Ablation is halted when the endpoint displacement 420 is detected (step S825). If this is the last ablation point (step S830), the procedure is completed, and a matrix of ablation points around the current ablation point provides coverage over the region of interest, i.e., the tumor or other target area to be ablated (step S835). Otherwise, if this is not the last ablation point (step S830), the next step depends on whether the next ablation point is to be selected manually or automatically (step S840). If selection is to be automatic, the next ablation point serves as the current ablation point (step S845) and processing returns to step S820, whereby processing point to point is performed automatically and without the need for user intervention. If, on the other hand, selection is to be manual, the next ablation point serves as the current ablation point (step S850) and processing returns to step S815. A systematic method for halting, in real time, ablation of body tissue at a current ablation point to achieve a predetermined lesion size upon halting involves registering, with a characteristic curve 515, one or more values and halting the ablation based on the registering. The value or values are obtained from monitoring, for the current ablation point, displacement 410 caused by force applied to the body tissue. In one embodiment, halting is performed upon detecting, by the monitoring and after a peak value 415 of the monitored displacement has occurred, an endpoint value 420 of the monitored displacement. In another embodiment, the endpoint value 420 is determined prior to the detecting, and the determining is performed by the registering.
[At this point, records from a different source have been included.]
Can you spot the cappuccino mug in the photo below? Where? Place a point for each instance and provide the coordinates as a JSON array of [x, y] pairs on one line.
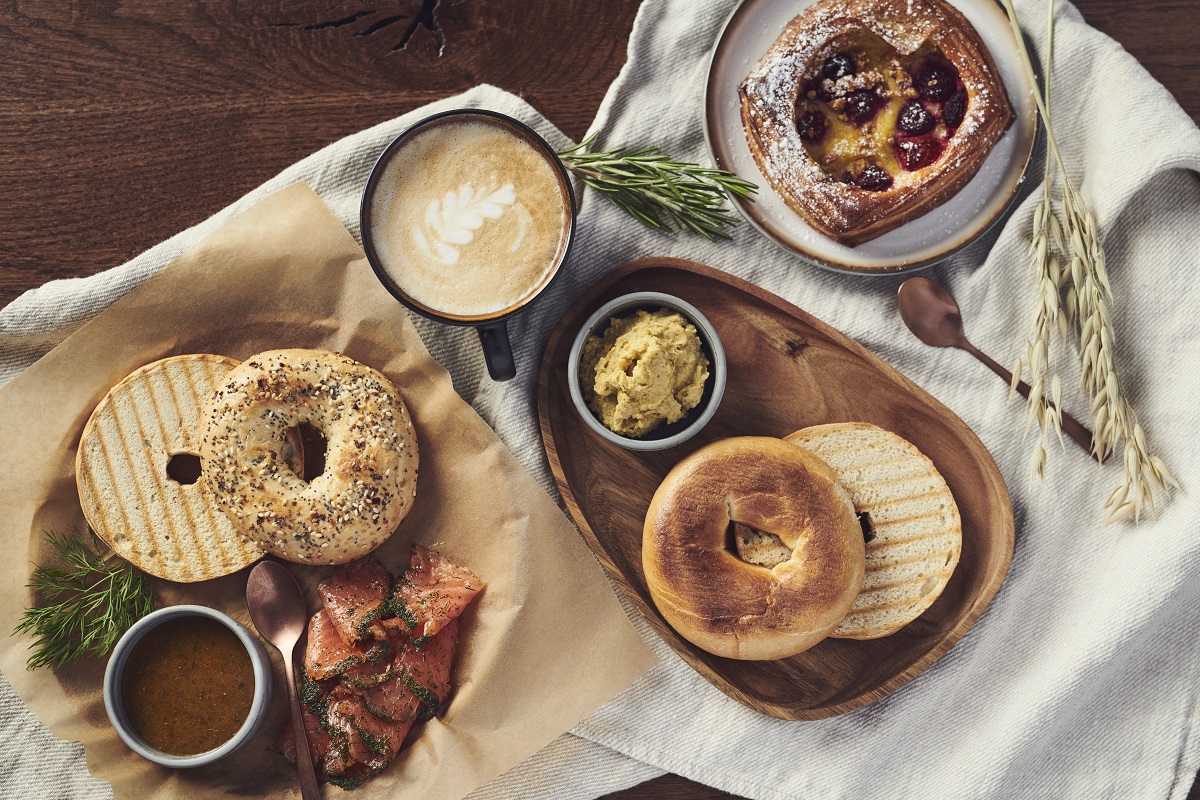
[[467, 217]]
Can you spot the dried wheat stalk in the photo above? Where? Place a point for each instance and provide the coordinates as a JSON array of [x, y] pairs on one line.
[[1078, 299]]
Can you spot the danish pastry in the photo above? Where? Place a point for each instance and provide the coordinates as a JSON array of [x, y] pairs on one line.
[[865, 114]]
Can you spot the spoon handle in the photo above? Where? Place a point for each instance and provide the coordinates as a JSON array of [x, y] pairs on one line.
[[1073, 427], [309, 787]]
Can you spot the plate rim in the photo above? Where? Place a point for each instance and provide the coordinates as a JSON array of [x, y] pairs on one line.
[[550, 447], [745, 208]]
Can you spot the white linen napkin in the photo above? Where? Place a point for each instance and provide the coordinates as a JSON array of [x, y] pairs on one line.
[[1079, 680]]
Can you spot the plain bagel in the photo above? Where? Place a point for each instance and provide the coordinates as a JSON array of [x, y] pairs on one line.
[[729, 606], [370, 477]]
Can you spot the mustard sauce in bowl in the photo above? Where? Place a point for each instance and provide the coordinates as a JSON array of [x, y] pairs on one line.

In accordance with the present invention, an accurate, fast, low-cost, simple and convenient technique is proposed for halting ablation of body tissue at an ablation point. A convenient and economical all-ultrasound implementation is afforded, enabling a much more widespread usage of this type of treatment in the United States and emerging markets.
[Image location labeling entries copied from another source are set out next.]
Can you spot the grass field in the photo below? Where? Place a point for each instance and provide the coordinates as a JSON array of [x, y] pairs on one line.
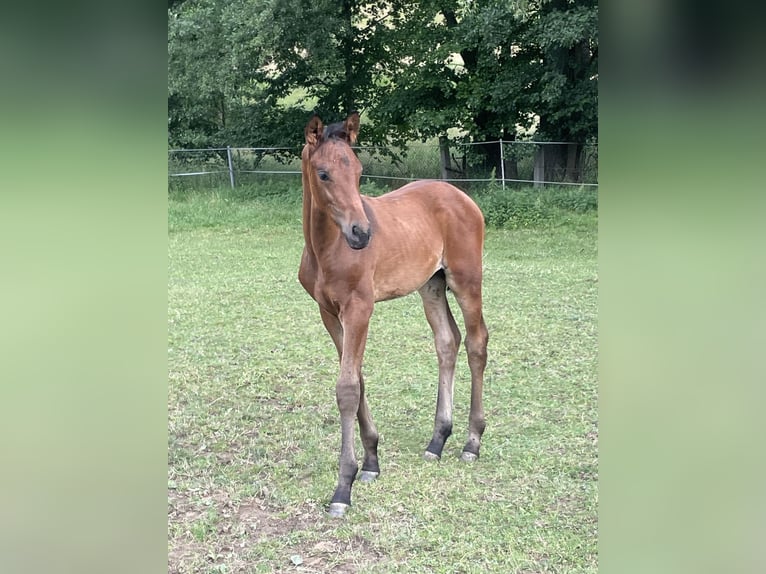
[[254, 430]]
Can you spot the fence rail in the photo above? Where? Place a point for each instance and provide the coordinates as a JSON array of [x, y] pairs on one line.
[[506, 163]]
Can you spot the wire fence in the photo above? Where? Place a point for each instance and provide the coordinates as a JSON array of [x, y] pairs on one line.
[[515, 164]]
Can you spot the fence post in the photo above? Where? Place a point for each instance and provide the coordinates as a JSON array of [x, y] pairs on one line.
[[444, 156], [502, 163], [231, 167], [539, 176]]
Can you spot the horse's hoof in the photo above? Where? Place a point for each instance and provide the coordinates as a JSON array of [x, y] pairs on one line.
[[368, 476], [337, 509]]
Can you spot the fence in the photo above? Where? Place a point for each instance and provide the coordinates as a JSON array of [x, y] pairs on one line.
[[506, 163]]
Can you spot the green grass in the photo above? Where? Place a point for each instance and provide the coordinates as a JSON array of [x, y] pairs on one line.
[[253, 426]]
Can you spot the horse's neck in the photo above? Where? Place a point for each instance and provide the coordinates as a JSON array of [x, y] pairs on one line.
[[319, 230]]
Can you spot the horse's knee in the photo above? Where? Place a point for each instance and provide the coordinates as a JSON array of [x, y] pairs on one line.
[[347, 395]]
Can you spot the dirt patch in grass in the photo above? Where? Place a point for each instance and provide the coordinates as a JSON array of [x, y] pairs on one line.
[[214, 533]]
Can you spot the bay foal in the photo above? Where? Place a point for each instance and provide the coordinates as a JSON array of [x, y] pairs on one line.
[[425, 237]]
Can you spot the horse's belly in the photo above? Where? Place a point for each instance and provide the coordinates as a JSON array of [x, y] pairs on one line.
[[404, 278]]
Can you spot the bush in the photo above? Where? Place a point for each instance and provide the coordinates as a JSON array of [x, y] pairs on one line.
[[530, 207]]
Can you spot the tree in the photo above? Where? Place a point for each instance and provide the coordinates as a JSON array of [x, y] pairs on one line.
[[243, 72]]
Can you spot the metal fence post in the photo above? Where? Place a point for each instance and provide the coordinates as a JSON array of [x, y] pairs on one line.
[[502, 163], [231, 167]]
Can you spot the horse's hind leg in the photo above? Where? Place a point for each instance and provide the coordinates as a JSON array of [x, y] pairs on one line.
[[467, 289], [447, 342]]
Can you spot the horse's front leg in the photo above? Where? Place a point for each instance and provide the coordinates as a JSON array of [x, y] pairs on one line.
[[355, 319]]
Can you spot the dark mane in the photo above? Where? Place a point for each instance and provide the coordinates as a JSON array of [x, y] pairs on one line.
[[335, 131]]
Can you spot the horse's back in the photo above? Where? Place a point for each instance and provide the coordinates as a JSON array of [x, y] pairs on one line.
[[420, 228], [433, 199]]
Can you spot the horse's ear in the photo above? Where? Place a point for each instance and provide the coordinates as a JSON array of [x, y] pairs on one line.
[[352, 127], [314, 131]]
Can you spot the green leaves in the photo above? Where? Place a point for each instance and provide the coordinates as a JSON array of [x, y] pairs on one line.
[[249, 72]]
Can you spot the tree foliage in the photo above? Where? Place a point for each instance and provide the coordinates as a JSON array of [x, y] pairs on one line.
[[249, 72]]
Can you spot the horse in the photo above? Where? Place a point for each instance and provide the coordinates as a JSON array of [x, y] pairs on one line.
[[426, 236]]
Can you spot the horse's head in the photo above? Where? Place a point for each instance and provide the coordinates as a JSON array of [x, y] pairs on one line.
[[332, 171]]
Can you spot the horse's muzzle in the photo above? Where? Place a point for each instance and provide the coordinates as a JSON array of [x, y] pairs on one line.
[[358, 238]]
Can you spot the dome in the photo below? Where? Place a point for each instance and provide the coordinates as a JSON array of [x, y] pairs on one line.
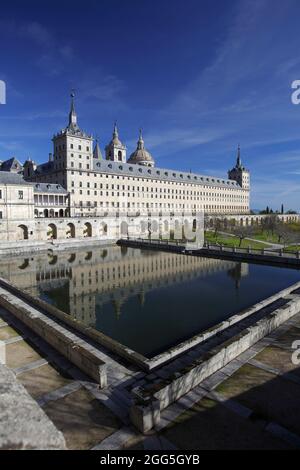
[[141, 156]]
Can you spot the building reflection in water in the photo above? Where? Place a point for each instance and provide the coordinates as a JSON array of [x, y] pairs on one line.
[[81, 282]]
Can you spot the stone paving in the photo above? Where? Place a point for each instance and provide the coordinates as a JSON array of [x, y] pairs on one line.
[[252, 403]]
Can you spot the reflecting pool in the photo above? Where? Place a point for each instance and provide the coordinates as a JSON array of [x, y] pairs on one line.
[[146, 300]]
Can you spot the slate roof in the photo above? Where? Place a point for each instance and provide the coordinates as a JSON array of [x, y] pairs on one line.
[[11, 164], [49, 188]]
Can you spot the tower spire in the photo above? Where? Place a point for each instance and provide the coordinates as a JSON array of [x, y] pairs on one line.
[[238, 159], [72, 114], [115, 133]]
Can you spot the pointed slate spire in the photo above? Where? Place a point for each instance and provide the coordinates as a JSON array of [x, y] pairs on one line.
[[115, 133], [141, 143], [72, 114], [238, 159]]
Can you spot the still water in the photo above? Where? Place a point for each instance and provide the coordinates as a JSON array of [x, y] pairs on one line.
[[146, 300]]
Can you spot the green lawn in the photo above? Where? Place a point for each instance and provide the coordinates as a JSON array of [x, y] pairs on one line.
[[233, 241]]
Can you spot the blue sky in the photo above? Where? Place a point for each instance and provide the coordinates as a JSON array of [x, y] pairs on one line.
[[198, 76]]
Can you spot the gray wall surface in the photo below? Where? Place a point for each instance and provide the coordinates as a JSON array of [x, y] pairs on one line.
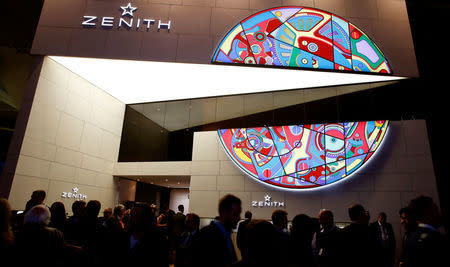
[[400, 171]]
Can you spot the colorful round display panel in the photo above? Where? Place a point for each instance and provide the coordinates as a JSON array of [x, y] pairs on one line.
[[294, 36], [303, 156]]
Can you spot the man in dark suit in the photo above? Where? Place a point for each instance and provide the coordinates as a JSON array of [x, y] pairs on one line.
[[426, 246], [328, 241], [359, 242], [240, 240], [386, 239], [213, 246]]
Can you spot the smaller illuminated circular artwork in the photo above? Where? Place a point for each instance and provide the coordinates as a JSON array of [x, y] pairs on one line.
[[282, 34], [303, 156]]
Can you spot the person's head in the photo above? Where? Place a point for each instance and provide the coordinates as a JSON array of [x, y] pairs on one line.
[[181, 208], [107, 213], [58, 211], [6, 233], [279, 219], [230, 211], [79, 208], [357, 213], [248, 215], [425, 211], [39, 215], [407, 219], [93, 208], [382, 217], [192, 222], [38, 196], [302, 227], [326, 219], [119, 211]]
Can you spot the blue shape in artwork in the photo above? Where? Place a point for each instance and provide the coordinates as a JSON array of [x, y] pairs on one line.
[[341, 32], [326, 31], [281, 52], [304, 21], [359, 65], [221, 57], [340, 59], [335, 175], [254, 20], [308, 60], [350, 161]]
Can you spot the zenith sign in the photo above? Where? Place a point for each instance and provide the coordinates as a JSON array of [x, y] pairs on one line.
[[126, 20]]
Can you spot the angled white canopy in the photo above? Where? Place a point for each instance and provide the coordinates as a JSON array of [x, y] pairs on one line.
[[133, 81]]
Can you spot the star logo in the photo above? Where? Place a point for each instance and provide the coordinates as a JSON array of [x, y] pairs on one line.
[[128, 10]]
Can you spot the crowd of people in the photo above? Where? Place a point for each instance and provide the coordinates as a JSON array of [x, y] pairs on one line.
[[134, 234]]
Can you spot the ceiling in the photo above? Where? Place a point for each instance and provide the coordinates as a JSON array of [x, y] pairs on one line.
[[164, 181], [183, 114]]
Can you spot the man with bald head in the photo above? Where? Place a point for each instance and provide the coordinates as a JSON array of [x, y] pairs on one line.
[[328, 242]]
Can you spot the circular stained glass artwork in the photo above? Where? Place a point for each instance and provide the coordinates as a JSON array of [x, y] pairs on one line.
[[303, 156], [283, 34]]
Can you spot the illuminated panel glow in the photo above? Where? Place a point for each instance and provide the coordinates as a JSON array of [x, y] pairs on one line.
[[301, 37], [303, 156]]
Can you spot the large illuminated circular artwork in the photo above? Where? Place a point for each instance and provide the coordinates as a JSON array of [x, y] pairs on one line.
[[303, 156], [301, 37]]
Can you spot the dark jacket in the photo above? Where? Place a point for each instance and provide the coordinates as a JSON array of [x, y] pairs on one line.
[[211, 248], [360, 245], [426, 247]]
HIFU, being an ultrasound method, affords a low-cost all-ultrasound ablation therapy apparatus with features set forth herein above. Nevertheless, any other form of ablation therapy which likewise causes body tissue to undergo a change in mechanical properties is within the intended scope of the present invention, such as by heating (e.g., radio frequency (RF) ablation, high intensity focused ultrasound (HIFU) ablation, microwave, laser), freezing (e.g., cryogenic ablation) or chemical action.

The present invention is not limited to tumor ablation. The alleviation of cardiac arrhythmia, for example, may be accomplished by necrosing a specific line of heart tissue to thereby block an abnormal electrical path through the heart. Such a method may be accomplished using ablation methods of the present invention.
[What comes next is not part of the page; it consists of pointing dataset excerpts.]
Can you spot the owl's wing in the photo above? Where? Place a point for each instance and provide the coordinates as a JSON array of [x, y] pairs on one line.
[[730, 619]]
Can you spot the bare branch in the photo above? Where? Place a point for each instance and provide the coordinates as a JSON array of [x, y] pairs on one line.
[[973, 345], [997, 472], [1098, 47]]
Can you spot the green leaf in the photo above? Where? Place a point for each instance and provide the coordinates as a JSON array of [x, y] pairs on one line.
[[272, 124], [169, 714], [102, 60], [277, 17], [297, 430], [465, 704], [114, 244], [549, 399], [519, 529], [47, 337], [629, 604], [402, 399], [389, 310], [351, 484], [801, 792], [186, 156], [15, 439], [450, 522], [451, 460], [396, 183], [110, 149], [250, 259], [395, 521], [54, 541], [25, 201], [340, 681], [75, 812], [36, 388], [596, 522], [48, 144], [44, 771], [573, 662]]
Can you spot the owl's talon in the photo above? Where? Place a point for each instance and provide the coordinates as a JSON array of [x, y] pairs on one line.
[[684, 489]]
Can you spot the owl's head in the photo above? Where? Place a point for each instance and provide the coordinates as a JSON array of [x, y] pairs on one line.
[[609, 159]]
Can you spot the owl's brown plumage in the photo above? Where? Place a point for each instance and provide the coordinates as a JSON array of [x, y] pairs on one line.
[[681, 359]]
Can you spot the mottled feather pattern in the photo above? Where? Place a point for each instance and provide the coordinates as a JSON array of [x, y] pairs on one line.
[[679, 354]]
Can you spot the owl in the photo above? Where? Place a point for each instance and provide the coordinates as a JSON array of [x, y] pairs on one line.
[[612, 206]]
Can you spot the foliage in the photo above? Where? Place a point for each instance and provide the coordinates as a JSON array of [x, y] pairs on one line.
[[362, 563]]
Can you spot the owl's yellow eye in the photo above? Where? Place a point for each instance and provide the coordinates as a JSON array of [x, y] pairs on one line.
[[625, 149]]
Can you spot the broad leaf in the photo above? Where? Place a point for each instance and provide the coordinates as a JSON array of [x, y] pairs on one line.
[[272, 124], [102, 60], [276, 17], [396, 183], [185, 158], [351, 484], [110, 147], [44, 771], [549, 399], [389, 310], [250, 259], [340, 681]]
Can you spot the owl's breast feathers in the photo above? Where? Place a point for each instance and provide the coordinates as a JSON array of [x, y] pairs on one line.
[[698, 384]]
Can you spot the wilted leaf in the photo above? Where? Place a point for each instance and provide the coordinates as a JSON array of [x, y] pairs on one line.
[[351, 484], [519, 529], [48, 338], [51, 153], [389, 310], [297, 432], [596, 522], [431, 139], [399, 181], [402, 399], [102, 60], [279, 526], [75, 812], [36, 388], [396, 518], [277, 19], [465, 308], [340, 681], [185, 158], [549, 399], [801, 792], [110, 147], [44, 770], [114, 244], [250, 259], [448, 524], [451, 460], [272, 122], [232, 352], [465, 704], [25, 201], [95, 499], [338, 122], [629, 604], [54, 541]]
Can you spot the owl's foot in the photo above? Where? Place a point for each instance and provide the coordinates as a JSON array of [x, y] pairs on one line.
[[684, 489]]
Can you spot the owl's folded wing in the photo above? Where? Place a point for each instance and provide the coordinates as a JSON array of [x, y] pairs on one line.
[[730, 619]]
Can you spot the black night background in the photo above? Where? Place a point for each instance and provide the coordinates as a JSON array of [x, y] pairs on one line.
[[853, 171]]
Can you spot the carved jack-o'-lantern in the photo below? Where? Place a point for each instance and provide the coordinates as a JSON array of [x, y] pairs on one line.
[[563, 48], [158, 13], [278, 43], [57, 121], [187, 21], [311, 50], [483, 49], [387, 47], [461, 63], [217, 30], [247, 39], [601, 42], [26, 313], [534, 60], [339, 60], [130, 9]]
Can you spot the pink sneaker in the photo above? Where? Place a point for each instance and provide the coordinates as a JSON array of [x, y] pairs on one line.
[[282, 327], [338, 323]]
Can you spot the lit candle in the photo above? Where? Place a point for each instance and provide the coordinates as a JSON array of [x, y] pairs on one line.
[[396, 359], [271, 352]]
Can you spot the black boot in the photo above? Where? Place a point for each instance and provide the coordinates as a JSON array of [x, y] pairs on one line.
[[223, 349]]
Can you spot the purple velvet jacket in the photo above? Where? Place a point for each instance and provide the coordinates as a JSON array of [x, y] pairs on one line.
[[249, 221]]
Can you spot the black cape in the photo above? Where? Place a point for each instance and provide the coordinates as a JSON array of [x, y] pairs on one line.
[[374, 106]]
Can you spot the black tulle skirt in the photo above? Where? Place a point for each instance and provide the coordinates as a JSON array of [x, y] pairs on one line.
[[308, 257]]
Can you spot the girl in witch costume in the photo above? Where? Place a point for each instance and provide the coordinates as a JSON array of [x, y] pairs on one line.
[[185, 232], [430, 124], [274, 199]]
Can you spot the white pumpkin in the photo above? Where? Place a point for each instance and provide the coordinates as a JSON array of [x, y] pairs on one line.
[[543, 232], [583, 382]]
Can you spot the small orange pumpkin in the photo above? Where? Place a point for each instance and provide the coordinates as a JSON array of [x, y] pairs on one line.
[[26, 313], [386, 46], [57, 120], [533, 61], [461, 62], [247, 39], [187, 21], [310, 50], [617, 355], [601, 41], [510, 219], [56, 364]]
Moreover, although methodology of the present invention can advantageously be applied in providing medical treatment, the scope of the present invention is not so limited. More broadly, techniques of the present invention are directed to placing, and controlling the size of, lesions in body tissue, in vivo, in vitro or ex vivo.

It should be noted that the above-mentioned embodiments illustrate rather than limit the invention, and that those skilled in the art will be able to design many alternative embodiments without departing from the scope of the appended claims. For example, the HIFU transducer 125 may be implemented as a transducer array with separate apertures for pushing and therapy. As a further example, the HIFU transducer 125 and the imager transducer 140 may be replaced with a dual mode transducer for both imaging and therapy. In the claims, any reference signs placed between parentheses shall not be construed as limiting the claim. Use of the verb "to comprise" and its conjugations does not exclude the presence of elements or steps other than those stated in a claim. The article "a" or "an" preceding an element does not exclude the presence of a plurality of such elements. The invention may be implemented by means of hardware comprising several distinct elements, and by means of a suitably programmed computer having a computer readable medium. The mere fact that certain measures are recited in mutually different dependent claims does not indicate that a combination of these measures cannot be used to advantage.